Bit shift leads to strange type conversion

Question

The following code compiles without warning:

std::uint16_t a = 12;
std::uint16_t b = a & 0x003f;

However, performing a bit shift along with the bitwise and leads to an 'implicit cast warning':

std::uint16_t b = (a & 0x003f) << 10; // Warning generated.

Both gcc and clang complain that there is an implicit conversion from int to uint16_t , yet I fail to see why introducing the bit shift would cause the right hand expression to suddenly evaluate to an int .

EDIT: For clang, I compiled with the -std=c++14 -Weverything flags; for gcc, I compiled with the -std=c++14 -Wall -Wconversion flags.

Answer 1

Doing any arithmetic with integer types always is preceded by promotion to at least (sometimes, but not in this case using gcc, unsigned ) int . As you can see by this example , this applies to you first, warning-less variant too.

The probably best way to get around these (admittedly often surprising) integer promotion rules would be to use an unsigned int (or uint32_t on common platforms) from the get go.

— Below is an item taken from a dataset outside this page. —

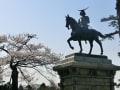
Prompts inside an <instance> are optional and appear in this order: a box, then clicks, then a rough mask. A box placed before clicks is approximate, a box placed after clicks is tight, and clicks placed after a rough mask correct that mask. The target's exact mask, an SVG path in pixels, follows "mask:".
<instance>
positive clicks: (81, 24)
mask: <svg viewBox="0 0 120 90" xmlns="http://www.w3.org/2000/svg"><path fill="white" fill-rule="evenodd" d="M79 11H80V16H81V17H80V19H79V20H78V24H79V25H80V26H81V27H82V28H83V29H85V30H88V26H89V25H88V24H89V23H90V20H89V17H88V16H86V13H85V10H79Z"/></svg>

If you cannot or don't want to use the bigger type, you can just static_cast the result of the whole expression back to std::uint16_t :

std::uint16_t b = static_cast<std::uint16_t>((a & 0x003f) << 10); 

This will correctly result in the RHS-value mod 2^16.

Answer 2

yet I fail to see why introducing the bit shift would cause the right hand expression to suddenly evaluate to an int.

I think you misinterpret the warning. In both cases expression evaluate to int but in the first case result will always fit in uint16_t , in the second case it will not. Looks like the compiler is smart enough to detect that and generates warning only in the second case.

Answer 3

From cppreference.com : "If the operand passed to an arithmetic operator is integral or unscoped enumeration type, then before any other action (but after lvalue-to-rvalue conversion, if applicable), the operand undergoes integral promotion ."

For instance:

byte a = 1;
byte b = a << byte(1);

1. a and 1 are promoted to int : int(a) and int(byte(1)) .
2. a is shifted one position to left: int result = int(a) << int(byte(1)) (the result is an int ).
3. result is stored in b . Since int is wider than byte an warning will be issued.

If the operands are constant expressions , a compiler might be able to compute the result at compile time and issue an warning iff the result does not fit in destination:

byte b = 1 << 1; // no warning: does not exceed 8 bits
byte b = 1 << 8; // warning: exceeds 8 bits

Or, using constexpr :

constexpr byte a = 1;
byte b = a << 1; // no warning: it fits in 8 bits
byte b = a << 8; // warning: it does not fit in 8 bits